With its best showing to date, the state's MNsure exchange signed up more than 85,000 people for private coverage during the open enrollment period that concluded on Sunday.

The tally announced Monday exceeds a goal in MNsure's budget of 83,000 enrollees by year's end. It's also more than 40 percent ahead of last year's open.

Republican critics noted, however, that MNsure remains far shy of original projections that suggested 450,000 people would buy private plans through the exchange by 2016.

It's not clear whether MNsure will still exceed the enrollment goal by December, since sign-up tallies at the end of open enrollment typically decline over the year.

"This is a significant increase in the number of people who are signing up for coverage relative to last year," said Cynthia Cox, a researcher with the California-based Kaiser Family Foundation.

"Minnesota premiums have increased, so there might [have been] more people looking for financial assistance," Cox said. Another possible factor, she said, is "the increased penalty for people who go without health insurance."

Minnesota launched the MNsure exchange in 2013 to implement the federal Affordable Care Act, which requires almost all Americans to have health insurance or pay a tax penalty. It's an option for the roughly 300,000 state residents who buy private coverage on their own, outside of employer groups and government programs.

Technology problems with MNsure's launch in 2013 cut enrollment, as did a lack of federal tax credits for Minnesotans. Subsidies depend on the cost of coverage in a region, so low premiums in parts of Minnesota for 2014 and 2015 limited eligibility for tax credits.

This year, the average premium in the individual market is up 41 percent, so MNsure and insurers expected more people would buy through the exchange and qualify for tax credits.

Allison O'Toole, the MNsure chief executive, credited a statewide network of health insurance navigators and brokers with helping connect more Minnesotans with coverage through the exchange.
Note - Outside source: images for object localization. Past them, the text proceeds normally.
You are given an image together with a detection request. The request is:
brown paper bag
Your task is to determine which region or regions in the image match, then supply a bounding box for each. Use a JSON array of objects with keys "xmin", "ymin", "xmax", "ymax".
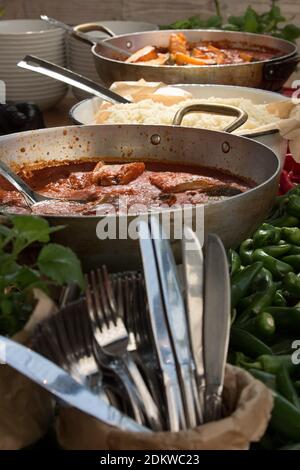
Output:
[
  {"xmin": 56, "ymin": 365, "xmax": 273, "ymax": 450},
  {"xmin": 0, "ymin": 290, "xmax": 57, "ymax": 450}
]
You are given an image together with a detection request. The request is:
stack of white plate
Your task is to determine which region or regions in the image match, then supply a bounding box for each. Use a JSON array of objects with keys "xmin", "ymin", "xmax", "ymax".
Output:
[
  {"xmin": 0, "ymin": 19, "xmax": 67, "ymax": 110},
  {"xmin": 68, "ymin": 21, "xmax": 158, "ymax": 100}
]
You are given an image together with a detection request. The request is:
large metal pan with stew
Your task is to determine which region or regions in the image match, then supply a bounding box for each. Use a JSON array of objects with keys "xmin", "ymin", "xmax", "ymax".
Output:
[
  {"xmin": 78, "ymin": 26, "xmax": 299, "ymax": 90},
  {"xmin": 0, "ymin": 123, "xmax": 280, "ymax": 270}
]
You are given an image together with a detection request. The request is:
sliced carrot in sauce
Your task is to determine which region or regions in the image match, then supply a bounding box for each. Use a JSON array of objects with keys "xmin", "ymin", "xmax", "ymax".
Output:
[{"xmin": 174, "ymin": 52, "xmax": 209, "ymax": 66}]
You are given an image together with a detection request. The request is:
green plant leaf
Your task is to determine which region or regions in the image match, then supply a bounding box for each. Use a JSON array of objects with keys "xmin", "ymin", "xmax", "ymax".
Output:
[
  {"xmin": 280, "ymin": 24, "xmax": 300, "ymax": 42},
  {"xmin": 222, "ymin": 23, "xmax": 241, "ymax": 32},
  {"xmin": 37, "ymin": 243, "xmax": 84, "ymax": 289},
  {"xmin": 227, "ymin": 15, "xmax": 245, "ymax": 28},
  {"xmin": 0, "ymin": 299, "xmax": 13, "ymax": 316},
  {"xmin": 206, "ymin": 15, "xmax": 223, "ymax": 29},
  {"xmin": 268, "ymin": 4, "xmax": 285, "ymax": 23},
  {"xmin": 11, "ymin": 215, "xmax": 52, "ymax": 244},
  {"xmin": 14, "ymin": 266, "xmax": 42, "ymax": 289},
  {"xmin": 0, "ymin": 254, "xmax": 20, "ymax": 276},
  {"xmin": 243, "ymin": 7, "xmax": 259, "ymax": 33}
]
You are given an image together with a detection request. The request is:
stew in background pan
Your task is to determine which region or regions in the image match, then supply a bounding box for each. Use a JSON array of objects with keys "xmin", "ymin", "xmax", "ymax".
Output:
[{"xmin": 124, "ymin": 32, "xmax": 280, "ymax": 66}]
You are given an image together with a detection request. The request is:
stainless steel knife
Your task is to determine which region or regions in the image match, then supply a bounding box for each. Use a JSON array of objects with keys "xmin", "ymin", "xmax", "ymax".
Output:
[
  {"xmin": 182, "ymin": 226, "xmax": 205, "ymax": 424},
  {"xmin": 0, "ymin": 335, "xmax": 150, "ymax": 433},
  {"xmin": 138, "ymin": 219, "xmax": 186, "ymax": 431},
  {"xmin": 203, "ymin": 233, "xmax": 231, "ymax": 421},
  {"xmin": 150, "ymin": 216, "xmax": 199, "ymax": 428}
]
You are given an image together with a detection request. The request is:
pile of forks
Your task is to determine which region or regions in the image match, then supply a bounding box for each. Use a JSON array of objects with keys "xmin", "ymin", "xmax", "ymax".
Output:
[{"xmin": 32, "ymin": 215, "xmax": 231, "ymax": 432}]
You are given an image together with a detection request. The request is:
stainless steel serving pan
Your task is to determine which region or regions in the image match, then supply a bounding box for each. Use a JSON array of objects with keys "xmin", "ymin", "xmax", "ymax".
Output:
[
  {"xmin": 81, "ymin": 28, "xmax": 299, "ymax": 90},
  {"xmin": 0, "ymin": 124, "xmax": 280, "ymax": 270},
  {"xmin": 70, "ymin": 83, "xmax": 288, "ymax": 164}
]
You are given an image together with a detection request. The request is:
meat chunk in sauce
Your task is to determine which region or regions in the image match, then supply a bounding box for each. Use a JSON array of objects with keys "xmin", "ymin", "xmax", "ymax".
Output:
[
  {"xmin": 125, "ymin": 46, "xmax": 158, "ymax": 63},
  {"xmin": 169, "ymin": 33, "xmax": 188, "ymax": 55},
  {"xmin": 149, "ymin": 171, "xmax": 223, "ymax": 193},
  {"xmin": 149, "ymin": 171, "xmax": 248, "ymax": 195},
  {"xmin": 92, "ymin": 162, "xmax": 145, "ymax": 186}
]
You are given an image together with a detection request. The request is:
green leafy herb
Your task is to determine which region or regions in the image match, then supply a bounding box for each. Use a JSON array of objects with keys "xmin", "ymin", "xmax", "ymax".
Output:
[
  {"xmin": 37, "ymin": 243, "xmax": 84, "ymax": 290},
  {"xmin": 0, "ymin": 216, "xmax": 83, "ymax": 336},
  {"xmin": 160, "ymin": 0, "xmax": 300, "ymax": 43}
]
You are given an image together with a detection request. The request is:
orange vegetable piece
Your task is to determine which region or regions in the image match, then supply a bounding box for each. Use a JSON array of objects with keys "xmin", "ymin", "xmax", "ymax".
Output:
[
  {"xmin": 238, "ymin": 51, "xmax": 253, "ymax": 62},
  {"xmin": 174, "ymin": 52, "xmax": 208, "ymax": 66}
]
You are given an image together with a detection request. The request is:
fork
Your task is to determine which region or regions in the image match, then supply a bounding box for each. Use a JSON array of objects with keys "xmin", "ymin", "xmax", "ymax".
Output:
[
  {"xmin": 32, "ymin": 299, "xmax": 102, "ymax": 393},
  {"xmin": 85, "ymin": 266, "xmax": 162, "ymax": 430},
  {"xmin": 118, "ymin": 272, "xmax": 165, "ymax": 409}
]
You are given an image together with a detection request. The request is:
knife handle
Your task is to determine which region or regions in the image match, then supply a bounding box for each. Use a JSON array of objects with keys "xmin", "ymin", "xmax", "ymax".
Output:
[
  {"xmin": 123, "ymin": 353, "xmax": 163, "ymax": 431},
  {"xmin": 180, "ymin": 364, "xmax": 199, "ymax": 428},
  {"xmin": 205, "ymin": 392, "xmax": 223, "ymax": 422},
  {"xmin": 163, "ymin": 366, "xmax": 187, "ymax": 431}
]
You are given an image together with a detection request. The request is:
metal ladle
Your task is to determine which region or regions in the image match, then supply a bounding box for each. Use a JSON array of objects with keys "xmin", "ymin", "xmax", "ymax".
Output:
[
  {"xmin": 0, "ymin": 160, "xmax": 90, "ymax": 206},
  {"xmin": 40, "ymin": 15, "xmax": 131, "ymax": 58},
  {"xmin": 8, "ymin": 57, "xmax": 131, "ymax": 206},
  {"xmin": 17, "ymin": 55, "xmax": 131, "ymax": 105}
]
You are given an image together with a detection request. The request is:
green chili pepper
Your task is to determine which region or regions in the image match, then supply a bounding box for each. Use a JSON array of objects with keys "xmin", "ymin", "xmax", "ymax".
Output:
[
  {"xmin": 250, "ymin": 267, "xmax": 273, "ymax": 293},
  {"xmin": 258, "ymin": 354, "xmax": 298, "ymax": 376},
  {"xmin": 228, "ymin": 248, "xmax": 241, "ymax": 276},
  {"xmin": 269, "ymin": 214, "xmax": 299, "ymax": 228},
  {"xmin": 231, "ymin": 262, "xmax": 263, "ymax": 308},
  {"xmin": 265, "ymin": 306, "xmax": 300, "ymax": 331},
  {"xmin": 282, "ymin": 227, "xmax": 300, "ymax": 246},
  {"xmin": 248, "ymin": 368, "xmax": 277, "ymax": 390},
  {"xmin": 253, "ymin": 223, "xmax": 281, "ymax": 248},
  {"xmin": 230, "ymin": 326, "xmax": 273, "ymax": 358},
  {"xmin": 246, "ymin": 311, "xmax": 276, "ymax": 340},
  {"xmin": 295, "ymin": 381, "xmax": 300, "ymax": 390},
  {"xmin": 270, "ymin": 391, "xmax": 300, "ymax": 442},
  {"xmin": 287, "ymin": 195, "xmax": 300, "ymax": 218},
  {"xmin": 276, "ymin": 364, "xmax": 300, "ymax": 409},
  {"xmin": 289, "ymin": 245, "xmax": 300, "ymax": 255},
  {"xmin": 273, "ymin": 290, "xmax": 287, "ymax": 307},
  {"xmin": 282, "ymin": 254, "xmax": 300, "ymax": 270},
  {"xmin": 288, "ymin": 185, "xmax": 300, "ymax": 197},
  {"xmin": 252, "ymin": 249, "xmax": 294, "ymax": 279},
  {"xmin": 237, "ymin": 292, "xmax": 259, "ymax": 311},
  {"xmin": 280, "ymin": 443, "xmax": 300, "ymax": 450},
  {"xmin": 272, "ymin": 337, "xmax": 296, "ymax": 355},
  {"xmin": 283, "ymin": 273, "xmax": 300, "ymax": 298},
  {"xmin": 237, "ymin": 285, "xmax": 276, "ymax": 323},
  {"xmin": 264, "ymin": 244, "xmax": 291, "ymax": 258},
  {"xmin": 239, "ymin": 239, "xmax": 254, "ymax": 265},
  {"xmin": 238, "ymin": 311, "xmax": 275, "ymax": 339}
]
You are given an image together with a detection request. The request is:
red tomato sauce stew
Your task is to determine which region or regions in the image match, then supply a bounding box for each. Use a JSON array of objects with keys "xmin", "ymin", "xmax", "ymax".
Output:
[{"xmin": 0, "ymin": 159, "xmax": 254, "ymax": 216}]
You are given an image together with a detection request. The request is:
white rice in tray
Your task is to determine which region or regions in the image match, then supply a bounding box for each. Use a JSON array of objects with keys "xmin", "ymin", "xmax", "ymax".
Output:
[{"xmin": 95, "ymin": 97, "xmax": 279, "ymax": 133}]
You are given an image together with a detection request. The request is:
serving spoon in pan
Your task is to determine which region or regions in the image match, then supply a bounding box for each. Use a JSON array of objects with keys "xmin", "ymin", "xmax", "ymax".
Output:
[
  {"xmin": 40, "ymin": 15, "xmax": 131, "ymax": 58},
  {"xmin": 18, "ymin": 55, "xmax": 131, "ymax": 105},
  {"xmin": 0, "ymin": 160, "xmax": 91, "ymax": 206}
]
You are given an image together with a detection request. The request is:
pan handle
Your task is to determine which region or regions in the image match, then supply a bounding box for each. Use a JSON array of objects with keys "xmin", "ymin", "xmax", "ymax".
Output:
[
  {"xmin": 72, "ymin": 23, "xmax": 130, "ymax": 57},
  {"xmin": 75, "ymin": 22, "xmax": 116, "ymax": 38},
  {"xmin": 264, "ymin": 54, "xmax": 300, "ymax": 82},
  {"xmin": 172, "ymin": 103, "xmax": 248, "ymax": 133}
]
Those partner organizations had more than 2,000 enrollment events.

The state's projections in early 2013 for enrollment are no longer the yardstick for measuring MNsure's performance, O'Toole said during a news conference in St. Paul.

"Right out of the gate three years ago, those projections were just flat wrong," she said. "We've worked really hard … to set realistic goals based on our experience, and based on real data, and that's what we do now."

Rep. Greg Davids, R-Preston, said in a statement Monday that MNsure officials have been "constantly moving the goalposts."

"Based on their first two years, it is unlikely that all of the people who applied through MNsure actually will complete enrollment and receive their insurance cards," Davids said.

About 45 percent of those buying through MNsure this year are new to the exchange. That's a higher share than in many other states, said Cox of the Kaiser Family Foundation, but it's difficult to interpret the figure.

Growth could mean more people here left the ranks of the uninsured for coverage. With strong outreach and bigger penalties in 2016 for lacking coverage, more young and healthy people might have been compelled to buy coverage — good signs for the health of the risk pool, Cox said.

But she pointed out that Minnesota has been unusual in having a large share of individuals buying coverage in the "off-exchange" market, where people purchase through brokers or directly from insurers. So, MNsure's gains might reflect that more of those consumers shifted to the government-run marketplace, perhaps to tap tax credits.

MNsure spokesman Shane Delaney said Monday that exchange officials aren't sure where enrollees came from, although the question could be addressed in the coming months by surveys from other groups.

On Monday, MNsure said it didn't have updated information about the age of people buying coverage, or their choices. Earlier reports suggested more older people were signing up for coverage, along with more buying "bronze" plans with high deductibles.